Computer Cluster for Analysis of Data from SLS and SwissFEL Facilities

The official cluster name is Ra and the cluster will be referenced below by this name.

User Mailing List

All users are strongly invited to subscribe to the ra-users mailing list at https://psilists.ethz.ch/sympa/subscribe/ra-users. where important announcement that may impact users' activity, like downtimes and changes in policy will be sent.

For any problem or further information please contact us at: ra-admins@lists.psi.ch

To be able to use Ra cluster you need :

  • PSI account
  • authorisation to use the Ra cluster.

PSI Account

If you don't have PSI account, please follow this procedure

Authorization for the Ra cluster

Please contact your beamline manager and provide the following information:

  • your PSI account
  • data identifier (Proposal ID or e-account used to collect the data) for the data you need to access.

For the beamline manager:

Login in DUO, select "Beamline Manager" on the left-hand side menu and then "Access to ra-cluster".

For any problem or further information please contact: ra-admins@lists.psi.ch or PSI Helpdesk at helpdesk@psi.ch. Please do not call the admins unless urgent (e.g. beamtime is severely impacted by the issue)

The names of the login nodes are

  • ra-l-003.psi.ch
  • ra-l-004.psi.ch
  • ra-l-005.psi.ch
  • ra-l-006.psi.ch

They are also available under the alias ra.psi.ch. From the PSI subnet, you can connect to login nodes directly via ssh or with NoMachine using ra-nx.psi.ch as target host. From outside the PSI subnet (e.g. when not onsite, or not using VPN), you have two options to connect to RA. 

Please note that for both options (ssh over hop.psi.ch and NoMachine connection through rem-acc.psi.ch) you need Multi-Factor Authentication (MFA) enabled: please follow the instructions here https://www.psi.ch/en/computing/change-to-mfa

Option one: connect to the hop.psi.ch system and from there go via ssh to the one of the Ra login node

$ ssh <PSI_account>@hop.psi.ch $ Password: <password> AFTER login $ssh ra-l-003.psi.ch $ Password: <password>

For further details see

Option two: (recommended) NoMachine Connection via Remote Access Server

Please follow these instructions

From PSI subnet and using PSI-VPN, one need to use ra-nx as target for NoMachine connection, to reduce load on VPN and network infrastructure.

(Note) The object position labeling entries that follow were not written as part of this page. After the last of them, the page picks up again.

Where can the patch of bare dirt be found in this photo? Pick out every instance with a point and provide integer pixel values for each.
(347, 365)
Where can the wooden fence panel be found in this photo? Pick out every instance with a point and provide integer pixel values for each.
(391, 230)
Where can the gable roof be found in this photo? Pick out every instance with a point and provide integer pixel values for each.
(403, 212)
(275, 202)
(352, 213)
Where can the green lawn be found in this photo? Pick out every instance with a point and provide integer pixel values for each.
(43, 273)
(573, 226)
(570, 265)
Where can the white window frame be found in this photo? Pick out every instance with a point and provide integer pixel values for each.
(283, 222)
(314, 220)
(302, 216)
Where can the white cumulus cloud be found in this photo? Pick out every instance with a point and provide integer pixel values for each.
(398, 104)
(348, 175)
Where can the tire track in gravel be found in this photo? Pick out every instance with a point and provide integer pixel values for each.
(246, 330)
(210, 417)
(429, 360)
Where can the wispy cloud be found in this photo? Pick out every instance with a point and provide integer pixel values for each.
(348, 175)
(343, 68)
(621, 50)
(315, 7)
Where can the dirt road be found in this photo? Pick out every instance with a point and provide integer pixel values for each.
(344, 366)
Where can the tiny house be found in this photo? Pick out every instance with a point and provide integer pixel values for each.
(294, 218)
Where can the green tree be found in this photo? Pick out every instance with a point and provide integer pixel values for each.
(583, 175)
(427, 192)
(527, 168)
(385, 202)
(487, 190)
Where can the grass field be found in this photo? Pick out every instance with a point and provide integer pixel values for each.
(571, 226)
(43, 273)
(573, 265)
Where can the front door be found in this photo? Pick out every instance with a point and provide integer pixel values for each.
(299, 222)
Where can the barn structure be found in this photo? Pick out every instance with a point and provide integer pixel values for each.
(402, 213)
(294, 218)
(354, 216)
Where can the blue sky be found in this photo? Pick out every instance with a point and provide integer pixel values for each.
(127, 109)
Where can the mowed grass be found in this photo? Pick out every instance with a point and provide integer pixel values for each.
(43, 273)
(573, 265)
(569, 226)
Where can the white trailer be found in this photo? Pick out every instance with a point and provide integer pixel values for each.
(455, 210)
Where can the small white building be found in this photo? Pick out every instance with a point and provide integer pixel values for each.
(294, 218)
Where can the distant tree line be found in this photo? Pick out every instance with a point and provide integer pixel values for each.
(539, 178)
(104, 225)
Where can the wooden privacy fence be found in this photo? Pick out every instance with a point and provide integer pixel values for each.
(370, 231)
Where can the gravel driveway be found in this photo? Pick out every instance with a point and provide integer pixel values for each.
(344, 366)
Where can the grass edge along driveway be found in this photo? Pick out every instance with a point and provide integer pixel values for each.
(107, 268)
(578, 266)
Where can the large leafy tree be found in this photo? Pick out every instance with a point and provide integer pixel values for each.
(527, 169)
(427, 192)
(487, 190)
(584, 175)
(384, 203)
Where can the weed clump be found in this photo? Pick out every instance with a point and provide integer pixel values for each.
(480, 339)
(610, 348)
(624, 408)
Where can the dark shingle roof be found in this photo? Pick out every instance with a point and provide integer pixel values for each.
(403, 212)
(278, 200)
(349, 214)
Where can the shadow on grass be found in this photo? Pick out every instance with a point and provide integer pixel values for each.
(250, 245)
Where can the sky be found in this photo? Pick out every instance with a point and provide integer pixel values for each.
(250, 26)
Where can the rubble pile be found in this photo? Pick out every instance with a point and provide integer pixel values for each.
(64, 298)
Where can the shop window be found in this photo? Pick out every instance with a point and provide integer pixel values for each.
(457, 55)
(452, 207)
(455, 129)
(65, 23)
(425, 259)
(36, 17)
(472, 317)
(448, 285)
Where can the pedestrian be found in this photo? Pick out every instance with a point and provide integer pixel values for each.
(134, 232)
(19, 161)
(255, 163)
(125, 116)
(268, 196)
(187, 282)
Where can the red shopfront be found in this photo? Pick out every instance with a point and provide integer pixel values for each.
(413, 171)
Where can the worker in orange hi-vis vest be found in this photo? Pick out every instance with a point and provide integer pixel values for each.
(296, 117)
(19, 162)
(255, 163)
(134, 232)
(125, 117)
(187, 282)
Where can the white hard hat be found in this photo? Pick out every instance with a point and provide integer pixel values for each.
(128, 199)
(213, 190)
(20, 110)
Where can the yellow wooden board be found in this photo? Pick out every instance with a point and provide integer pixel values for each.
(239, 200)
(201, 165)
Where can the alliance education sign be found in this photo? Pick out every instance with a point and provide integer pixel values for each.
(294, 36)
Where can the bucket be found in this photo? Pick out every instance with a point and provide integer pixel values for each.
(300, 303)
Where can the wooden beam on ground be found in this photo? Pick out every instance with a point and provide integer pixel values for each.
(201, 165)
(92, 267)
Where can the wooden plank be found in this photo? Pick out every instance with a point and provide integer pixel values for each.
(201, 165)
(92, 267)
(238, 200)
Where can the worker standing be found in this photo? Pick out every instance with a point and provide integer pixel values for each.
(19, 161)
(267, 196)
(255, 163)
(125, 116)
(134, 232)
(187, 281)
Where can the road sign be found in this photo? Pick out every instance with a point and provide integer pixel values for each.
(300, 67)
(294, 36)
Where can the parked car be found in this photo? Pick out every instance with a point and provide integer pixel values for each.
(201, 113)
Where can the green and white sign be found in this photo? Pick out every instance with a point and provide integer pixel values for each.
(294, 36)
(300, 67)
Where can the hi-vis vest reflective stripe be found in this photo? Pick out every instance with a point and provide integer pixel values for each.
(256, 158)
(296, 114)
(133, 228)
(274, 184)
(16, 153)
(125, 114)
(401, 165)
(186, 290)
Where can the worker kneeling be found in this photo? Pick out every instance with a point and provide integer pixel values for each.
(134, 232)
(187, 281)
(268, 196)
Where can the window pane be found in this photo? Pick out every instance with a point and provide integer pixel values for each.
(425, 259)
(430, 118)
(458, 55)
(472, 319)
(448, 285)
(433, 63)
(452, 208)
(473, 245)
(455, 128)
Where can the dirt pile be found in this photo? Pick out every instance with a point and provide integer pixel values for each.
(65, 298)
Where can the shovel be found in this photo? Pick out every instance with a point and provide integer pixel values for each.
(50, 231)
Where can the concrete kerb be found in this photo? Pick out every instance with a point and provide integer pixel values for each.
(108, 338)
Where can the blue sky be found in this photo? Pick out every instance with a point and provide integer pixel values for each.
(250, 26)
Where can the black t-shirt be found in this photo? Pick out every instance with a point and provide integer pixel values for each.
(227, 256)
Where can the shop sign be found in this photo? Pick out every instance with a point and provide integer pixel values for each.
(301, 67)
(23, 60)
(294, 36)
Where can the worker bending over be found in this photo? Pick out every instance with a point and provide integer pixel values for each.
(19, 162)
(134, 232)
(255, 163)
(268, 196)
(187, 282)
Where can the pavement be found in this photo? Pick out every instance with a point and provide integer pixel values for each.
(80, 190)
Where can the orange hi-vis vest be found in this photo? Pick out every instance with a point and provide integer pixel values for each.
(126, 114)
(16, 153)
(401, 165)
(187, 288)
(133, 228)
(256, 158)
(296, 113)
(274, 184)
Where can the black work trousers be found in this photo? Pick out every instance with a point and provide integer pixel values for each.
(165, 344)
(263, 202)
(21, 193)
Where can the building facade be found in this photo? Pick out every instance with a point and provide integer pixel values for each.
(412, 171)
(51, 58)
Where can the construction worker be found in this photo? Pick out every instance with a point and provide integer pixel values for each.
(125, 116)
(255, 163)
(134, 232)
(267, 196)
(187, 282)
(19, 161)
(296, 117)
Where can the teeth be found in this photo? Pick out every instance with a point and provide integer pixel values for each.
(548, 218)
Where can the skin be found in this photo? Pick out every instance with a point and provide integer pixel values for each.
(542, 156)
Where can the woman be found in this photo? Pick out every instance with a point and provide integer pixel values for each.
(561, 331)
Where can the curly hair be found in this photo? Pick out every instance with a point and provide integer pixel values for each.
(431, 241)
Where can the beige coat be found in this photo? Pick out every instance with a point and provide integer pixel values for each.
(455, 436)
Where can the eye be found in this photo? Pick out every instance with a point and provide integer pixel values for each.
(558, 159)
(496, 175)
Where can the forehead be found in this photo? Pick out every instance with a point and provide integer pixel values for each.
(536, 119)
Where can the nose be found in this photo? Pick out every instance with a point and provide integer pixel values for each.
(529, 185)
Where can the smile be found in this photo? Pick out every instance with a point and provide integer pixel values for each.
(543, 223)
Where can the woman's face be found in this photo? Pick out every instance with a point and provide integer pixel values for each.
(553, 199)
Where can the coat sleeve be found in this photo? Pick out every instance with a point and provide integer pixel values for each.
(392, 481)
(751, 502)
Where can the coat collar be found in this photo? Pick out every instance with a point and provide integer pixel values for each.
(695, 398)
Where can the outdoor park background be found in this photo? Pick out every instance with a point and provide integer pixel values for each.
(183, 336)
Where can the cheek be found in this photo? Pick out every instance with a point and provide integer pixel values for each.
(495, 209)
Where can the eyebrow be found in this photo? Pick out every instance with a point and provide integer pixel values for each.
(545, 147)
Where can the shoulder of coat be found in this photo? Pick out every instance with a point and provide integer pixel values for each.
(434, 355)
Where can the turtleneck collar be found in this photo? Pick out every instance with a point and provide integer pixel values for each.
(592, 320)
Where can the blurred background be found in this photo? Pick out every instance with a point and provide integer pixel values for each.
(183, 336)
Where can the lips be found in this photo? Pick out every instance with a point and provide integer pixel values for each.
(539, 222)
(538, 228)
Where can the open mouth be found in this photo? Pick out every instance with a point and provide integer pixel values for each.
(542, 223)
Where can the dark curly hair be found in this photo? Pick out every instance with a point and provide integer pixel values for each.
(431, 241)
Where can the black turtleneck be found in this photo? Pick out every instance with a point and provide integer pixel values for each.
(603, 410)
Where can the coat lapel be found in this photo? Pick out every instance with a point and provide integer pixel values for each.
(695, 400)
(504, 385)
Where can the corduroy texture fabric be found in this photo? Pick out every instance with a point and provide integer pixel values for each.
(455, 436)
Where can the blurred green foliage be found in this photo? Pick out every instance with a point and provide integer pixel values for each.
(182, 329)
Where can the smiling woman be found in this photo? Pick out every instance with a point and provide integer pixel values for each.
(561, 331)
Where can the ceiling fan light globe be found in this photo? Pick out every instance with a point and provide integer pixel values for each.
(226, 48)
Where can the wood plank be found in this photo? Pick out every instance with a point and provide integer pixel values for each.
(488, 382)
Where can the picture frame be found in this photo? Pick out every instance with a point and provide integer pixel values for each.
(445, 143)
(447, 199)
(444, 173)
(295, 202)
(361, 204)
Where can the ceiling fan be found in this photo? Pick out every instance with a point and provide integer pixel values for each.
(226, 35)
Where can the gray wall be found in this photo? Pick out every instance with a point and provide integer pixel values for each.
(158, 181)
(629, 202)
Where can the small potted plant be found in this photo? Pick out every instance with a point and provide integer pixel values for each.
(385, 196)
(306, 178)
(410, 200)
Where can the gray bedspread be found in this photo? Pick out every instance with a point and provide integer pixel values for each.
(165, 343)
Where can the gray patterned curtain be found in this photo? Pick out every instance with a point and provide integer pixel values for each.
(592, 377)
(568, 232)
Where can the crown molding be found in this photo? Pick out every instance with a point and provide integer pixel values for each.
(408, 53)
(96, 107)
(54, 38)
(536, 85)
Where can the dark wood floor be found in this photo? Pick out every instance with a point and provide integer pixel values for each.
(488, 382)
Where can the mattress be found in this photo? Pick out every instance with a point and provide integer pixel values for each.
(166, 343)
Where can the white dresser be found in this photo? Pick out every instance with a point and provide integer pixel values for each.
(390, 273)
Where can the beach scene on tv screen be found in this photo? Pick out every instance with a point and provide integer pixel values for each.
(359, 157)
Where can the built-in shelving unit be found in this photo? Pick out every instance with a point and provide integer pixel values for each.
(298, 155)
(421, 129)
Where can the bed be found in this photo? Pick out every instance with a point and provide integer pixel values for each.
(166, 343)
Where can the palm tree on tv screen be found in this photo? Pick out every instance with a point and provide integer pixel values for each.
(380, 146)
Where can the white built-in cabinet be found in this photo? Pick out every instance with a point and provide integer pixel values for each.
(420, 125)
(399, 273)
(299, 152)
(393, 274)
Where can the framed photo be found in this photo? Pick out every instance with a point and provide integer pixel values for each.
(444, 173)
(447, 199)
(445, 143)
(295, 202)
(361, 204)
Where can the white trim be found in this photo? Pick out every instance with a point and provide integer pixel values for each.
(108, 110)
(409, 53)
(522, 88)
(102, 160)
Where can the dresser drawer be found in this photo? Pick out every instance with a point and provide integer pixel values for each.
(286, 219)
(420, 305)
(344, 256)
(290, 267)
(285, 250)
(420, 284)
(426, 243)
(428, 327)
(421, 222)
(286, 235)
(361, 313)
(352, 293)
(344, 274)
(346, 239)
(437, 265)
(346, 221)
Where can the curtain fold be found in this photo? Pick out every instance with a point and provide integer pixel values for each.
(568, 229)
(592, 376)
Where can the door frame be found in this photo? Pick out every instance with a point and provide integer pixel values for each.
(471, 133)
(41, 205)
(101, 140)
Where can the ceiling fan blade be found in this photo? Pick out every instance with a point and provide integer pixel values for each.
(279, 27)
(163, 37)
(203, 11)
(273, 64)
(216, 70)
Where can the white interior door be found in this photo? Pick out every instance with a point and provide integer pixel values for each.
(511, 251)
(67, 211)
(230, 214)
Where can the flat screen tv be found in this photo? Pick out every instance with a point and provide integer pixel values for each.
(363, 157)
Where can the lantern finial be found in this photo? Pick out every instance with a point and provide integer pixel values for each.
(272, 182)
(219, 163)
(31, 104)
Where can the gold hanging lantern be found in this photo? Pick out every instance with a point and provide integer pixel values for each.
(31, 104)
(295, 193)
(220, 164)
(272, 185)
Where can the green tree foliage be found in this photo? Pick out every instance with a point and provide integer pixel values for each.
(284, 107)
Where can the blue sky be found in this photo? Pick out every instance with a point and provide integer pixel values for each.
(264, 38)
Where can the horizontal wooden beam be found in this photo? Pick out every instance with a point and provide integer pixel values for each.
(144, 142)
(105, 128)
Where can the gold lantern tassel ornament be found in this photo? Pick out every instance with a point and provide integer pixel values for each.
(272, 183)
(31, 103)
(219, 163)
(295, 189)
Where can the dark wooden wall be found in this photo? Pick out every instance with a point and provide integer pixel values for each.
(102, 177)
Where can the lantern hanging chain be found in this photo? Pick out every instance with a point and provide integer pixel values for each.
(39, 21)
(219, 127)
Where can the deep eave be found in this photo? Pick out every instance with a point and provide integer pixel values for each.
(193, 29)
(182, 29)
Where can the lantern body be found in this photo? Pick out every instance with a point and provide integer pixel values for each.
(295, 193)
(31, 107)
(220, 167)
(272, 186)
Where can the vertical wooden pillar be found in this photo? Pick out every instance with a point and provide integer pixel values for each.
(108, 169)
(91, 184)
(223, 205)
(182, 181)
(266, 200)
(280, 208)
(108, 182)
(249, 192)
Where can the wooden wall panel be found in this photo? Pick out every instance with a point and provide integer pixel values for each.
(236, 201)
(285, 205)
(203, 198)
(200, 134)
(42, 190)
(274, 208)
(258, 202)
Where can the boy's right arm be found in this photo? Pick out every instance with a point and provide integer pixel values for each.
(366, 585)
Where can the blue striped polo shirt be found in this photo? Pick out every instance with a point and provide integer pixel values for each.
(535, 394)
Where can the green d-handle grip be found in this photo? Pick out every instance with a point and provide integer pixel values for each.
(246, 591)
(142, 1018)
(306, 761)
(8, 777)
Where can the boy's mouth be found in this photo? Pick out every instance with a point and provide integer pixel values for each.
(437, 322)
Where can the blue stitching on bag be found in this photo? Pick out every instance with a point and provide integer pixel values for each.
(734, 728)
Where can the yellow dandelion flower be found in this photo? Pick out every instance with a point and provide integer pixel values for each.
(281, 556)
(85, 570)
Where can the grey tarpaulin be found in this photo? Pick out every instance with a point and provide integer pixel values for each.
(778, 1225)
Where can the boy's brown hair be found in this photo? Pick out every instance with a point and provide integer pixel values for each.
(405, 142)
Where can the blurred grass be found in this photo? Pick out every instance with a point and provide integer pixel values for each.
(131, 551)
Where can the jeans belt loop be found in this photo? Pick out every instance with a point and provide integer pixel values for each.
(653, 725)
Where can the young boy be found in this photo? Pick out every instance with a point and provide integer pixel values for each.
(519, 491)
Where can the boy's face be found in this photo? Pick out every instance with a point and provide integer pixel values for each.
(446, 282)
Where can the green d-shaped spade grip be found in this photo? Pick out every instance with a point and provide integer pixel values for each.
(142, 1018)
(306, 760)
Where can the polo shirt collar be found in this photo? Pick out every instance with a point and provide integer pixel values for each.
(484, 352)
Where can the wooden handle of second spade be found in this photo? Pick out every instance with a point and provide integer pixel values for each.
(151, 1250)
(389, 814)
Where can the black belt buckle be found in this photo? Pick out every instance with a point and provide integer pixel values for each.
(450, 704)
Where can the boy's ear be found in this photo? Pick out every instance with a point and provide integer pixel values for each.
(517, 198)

rem-acc is accessible from PSI subnet, but not from PSI-VPN.

NoMachine hints:

  • Set the display preferences of the NoMachine ("Ctrl+Alt+0") to "Resize remote screen". This will provide a better default resolution matching your monitor to the remote desktop on the Ra login node.
  • In case of heavy graphic application try to run it prepending vglrun before the application name. See yourself the difference by running "glxgears" vs. "vglrun glxgears".
  • If a NoMachine sessions is not being accessed for 5 days it gets automatically terminated.

Login nodes usage limits

Login nodes are the entry point to the Ra cluster and they are the common place for every user. For this reason please avoid to overload the login nodes with CPU or memory intensive job, since for that ones the batch system should be used instead.

 

There are several file systems for different purposes on the Ra cluster:

File system Path Default Quota Access rights Access mode Used for
HOME /mnt/das-gpfs/home/$USER 5 GB user only read-write user home directory, code, private data, etc.
SLS raw data /sls/$BEAMLINE - the PI* group only read-only SLS data
work data /das/work/$PGR/$PGROUP 4 TB the PI* group only read-write derived data

*) PI -- principal investigator or Main Proposer

Example:

/sls/X06SA/Data10/e15874 # contains the raw data for the PI group 15874 /das/work/p15/p15874 # contains the derived data for the PI group 15874


To see the group members for a given group use the getent group command, e.g.:

getent group p15874


To check the quota for home, use homequota command being on one of the login node:

homequota

Work area

The p-groups inside the work area are split between the so called internal and external area. The default quota per p-group only applies to the external p-groups. The internal ones are members of one and only one unit, that provides a certain amount of space on the work area to all its p-groups. The p-group of a unit don't have a default quota so a single p-group could fill up all the space on the work area for its unit.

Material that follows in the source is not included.